Unlike people who are committed, singles have loads of free time at their disposal. They can do everything they like — go to the gym, take up yoga, enroll in new courses, learn languages, etc. Being single lets you work on and improve yourself, gain new knowledge, and thus become the best possible version of yourself.
You Will Not Have Many Responsibilities
You absolutely despise it when your boss assigns extra responsibilities to you at work, don’t you? Normally, no one likes to take on additional duties when they don’t have to.
The same may happen when you’re in a relationship. At some point, you’ll need to undertake your partner’s obligations. Be it grocery shopping, doing the laundry, vacuuming, or dusting, there will always be one side that’s constantly avoiding the chores.
These are just some of the everyday situations. There might be some extreme cases no one could ever think of. Normally, you will have to jump in and cover up for them all.
This is just another answer to the question, “Why is being single in your 30s okay?” You’re not responsible for anyone but yourself. Plus, you don’t have to take on anyone’s duties or obligations but your own. Lastly, you’re free to do whatever, wherever, and whenever you want to.
You Get to Enjoy and Party All You Want
Imagine the following situation: you adore living an active life, ranging from partying every other weekend to taking active holidays, which, again, may include parties in its itinerary. All of a sudden, you get into a relationship with a partner who’s the total opposite. Will it be able to make a compromise? Not really, at least not without sacrificing some of your preferences.
Singles in their 30’s have the opportunity to live and enjoy their life to the fullest. They won’t have to let go of their hobbies and interests. They have all the time in the world for themselves, and they can fill it however they want.

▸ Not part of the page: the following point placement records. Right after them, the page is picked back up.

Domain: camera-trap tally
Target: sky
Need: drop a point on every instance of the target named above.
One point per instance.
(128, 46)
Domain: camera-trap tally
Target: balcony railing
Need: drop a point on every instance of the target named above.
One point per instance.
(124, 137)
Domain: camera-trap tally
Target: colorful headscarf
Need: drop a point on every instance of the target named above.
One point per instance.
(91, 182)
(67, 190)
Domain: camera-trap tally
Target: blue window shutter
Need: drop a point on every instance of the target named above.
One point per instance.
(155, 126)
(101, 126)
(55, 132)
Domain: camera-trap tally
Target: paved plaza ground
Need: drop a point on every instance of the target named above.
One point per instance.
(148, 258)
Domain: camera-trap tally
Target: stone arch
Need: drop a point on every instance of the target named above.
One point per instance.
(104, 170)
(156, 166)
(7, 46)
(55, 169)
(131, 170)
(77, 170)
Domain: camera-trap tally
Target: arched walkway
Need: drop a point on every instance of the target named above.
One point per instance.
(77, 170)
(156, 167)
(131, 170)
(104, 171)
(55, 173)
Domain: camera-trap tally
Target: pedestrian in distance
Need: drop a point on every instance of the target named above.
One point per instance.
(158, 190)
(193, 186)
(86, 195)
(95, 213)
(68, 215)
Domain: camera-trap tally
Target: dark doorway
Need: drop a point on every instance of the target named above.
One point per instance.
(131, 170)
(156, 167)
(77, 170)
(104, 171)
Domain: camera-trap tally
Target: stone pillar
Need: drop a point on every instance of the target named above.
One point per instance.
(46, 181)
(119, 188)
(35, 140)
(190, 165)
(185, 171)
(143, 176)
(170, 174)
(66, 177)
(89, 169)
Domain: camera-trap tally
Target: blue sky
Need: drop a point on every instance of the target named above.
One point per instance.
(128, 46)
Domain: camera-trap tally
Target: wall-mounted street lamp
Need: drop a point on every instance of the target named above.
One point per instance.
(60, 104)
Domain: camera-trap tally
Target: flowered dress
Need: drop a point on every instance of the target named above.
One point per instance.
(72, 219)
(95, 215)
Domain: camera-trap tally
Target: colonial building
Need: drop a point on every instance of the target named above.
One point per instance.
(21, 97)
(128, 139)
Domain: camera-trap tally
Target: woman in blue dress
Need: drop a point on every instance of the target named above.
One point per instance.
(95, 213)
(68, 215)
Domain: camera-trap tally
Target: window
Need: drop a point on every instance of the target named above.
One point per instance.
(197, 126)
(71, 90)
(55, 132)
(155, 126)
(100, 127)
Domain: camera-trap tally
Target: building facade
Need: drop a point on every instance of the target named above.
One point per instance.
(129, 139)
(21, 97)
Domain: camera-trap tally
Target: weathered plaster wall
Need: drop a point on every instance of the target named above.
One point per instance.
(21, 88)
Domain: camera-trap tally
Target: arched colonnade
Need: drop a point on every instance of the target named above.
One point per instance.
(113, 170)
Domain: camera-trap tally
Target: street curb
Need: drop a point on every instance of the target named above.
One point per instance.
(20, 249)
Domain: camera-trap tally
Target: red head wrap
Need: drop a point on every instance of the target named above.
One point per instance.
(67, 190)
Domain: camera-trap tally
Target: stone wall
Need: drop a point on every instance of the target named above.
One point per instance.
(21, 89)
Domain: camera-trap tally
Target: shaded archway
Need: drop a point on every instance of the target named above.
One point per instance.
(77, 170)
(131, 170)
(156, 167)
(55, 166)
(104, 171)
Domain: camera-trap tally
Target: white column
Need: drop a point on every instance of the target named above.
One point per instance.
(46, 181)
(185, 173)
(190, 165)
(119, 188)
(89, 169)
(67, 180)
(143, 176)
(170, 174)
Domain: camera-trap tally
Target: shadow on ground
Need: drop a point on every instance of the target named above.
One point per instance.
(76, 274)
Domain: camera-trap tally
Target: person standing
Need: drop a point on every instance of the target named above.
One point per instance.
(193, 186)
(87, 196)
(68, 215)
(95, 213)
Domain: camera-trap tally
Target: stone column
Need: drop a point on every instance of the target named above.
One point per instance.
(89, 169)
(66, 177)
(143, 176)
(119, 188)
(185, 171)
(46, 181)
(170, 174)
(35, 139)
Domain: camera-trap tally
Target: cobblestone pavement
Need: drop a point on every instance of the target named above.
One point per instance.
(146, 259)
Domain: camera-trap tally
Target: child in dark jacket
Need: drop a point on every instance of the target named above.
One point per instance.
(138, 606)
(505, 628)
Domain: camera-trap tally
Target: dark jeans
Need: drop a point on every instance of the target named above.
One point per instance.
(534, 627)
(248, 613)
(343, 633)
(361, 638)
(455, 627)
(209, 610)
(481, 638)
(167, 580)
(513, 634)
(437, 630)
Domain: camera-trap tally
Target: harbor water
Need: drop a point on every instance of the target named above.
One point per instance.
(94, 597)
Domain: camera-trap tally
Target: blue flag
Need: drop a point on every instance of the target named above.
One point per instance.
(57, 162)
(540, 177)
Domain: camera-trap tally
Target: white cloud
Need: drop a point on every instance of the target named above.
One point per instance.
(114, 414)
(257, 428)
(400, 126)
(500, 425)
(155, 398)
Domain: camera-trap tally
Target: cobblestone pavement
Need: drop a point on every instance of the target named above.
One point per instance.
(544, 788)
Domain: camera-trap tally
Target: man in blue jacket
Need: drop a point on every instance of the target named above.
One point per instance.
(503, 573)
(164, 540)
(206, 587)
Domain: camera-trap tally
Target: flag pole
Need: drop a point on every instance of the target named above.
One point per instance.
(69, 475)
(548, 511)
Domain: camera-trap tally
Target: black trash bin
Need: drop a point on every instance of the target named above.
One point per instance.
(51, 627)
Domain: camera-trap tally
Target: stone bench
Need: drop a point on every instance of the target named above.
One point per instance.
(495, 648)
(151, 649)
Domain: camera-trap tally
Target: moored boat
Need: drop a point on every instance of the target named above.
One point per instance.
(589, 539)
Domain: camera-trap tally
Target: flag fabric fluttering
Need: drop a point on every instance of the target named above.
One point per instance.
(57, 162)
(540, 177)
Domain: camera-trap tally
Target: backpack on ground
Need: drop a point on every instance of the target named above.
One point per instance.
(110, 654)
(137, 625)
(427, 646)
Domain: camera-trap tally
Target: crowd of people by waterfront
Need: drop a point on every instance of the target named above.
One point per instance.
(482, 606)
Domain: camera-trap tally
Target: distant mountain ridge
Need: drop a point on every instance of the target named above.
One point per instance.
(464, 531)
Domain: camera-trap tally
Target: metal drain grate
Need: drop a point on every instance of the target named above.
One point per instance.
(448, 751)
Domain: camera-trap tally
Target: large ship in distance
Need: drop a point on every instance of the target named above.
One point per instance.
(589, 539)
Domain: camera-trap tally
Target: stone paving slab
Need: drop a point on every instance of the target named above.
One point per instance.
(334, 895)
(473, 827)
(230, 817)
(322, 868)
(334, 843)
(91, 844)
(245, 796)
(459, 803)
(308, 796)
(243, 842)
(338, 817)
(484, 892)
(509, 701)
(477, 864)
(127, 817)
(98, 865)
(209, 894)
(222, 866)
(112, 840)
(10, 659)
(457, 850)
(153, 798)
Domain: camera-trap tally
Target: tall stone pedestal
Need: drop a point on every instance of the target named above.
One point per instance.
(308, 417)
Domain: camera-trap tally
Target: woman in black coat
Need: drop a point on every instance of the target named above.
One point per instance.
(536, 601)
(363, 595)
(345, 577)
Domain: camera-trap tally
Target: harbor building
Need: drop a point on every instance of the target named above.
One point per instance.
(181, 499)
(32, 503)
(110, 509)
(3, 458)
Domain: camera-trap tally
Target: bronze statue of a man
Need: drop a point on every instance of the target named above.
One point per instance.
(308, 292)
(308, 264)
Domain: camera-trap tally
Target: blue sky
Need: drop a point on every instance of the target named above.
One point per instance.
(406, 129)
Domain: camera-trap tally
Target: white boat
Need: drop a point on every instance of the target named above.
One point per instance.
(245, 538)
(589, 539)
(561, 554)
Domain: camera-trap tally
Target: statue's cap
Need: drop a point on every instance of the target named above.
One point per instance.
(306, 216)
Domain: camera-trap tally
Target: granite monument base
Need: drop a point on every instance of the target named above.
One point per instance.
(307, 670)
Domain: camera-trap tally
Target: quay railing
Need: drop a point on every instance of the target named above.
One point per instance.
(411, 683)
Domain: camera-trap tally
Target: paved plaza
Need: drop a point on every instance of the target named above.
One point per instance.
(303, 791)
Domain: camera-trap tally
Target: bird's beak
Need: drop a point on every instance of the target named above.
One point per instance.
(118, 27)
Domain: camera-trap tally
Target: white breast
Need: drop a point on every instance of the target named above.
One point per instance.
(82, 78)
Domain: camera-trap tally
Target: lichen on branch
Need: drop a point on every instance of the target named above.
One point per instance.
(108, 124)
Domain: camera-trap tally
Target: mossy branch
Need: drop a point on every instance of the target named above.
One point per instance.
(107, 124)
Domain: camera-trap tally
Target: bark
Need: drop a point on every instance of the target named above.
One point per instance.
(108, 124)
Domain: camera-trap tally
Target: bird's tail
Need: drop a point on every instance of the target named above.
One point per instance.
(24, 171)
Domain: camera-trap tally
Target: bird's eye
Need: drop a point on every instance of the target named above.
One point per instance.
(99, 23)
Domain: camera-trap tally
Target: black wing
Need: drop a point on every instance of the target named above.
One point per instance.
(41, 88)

Feel like going to or throwing a party? Not a problem. Wanna spend the weekend outside the town with your friends? Sure, why not. Saw an ad for a trip of a lifetime on an exotic island? Find your passport and pack your bags.
Being single in your 30s is not a curse — it’s a blessing. The world is your oyster waiting for you to explore it. Don’t feel devastated for not having a partner, but embrace your life and enjoy it!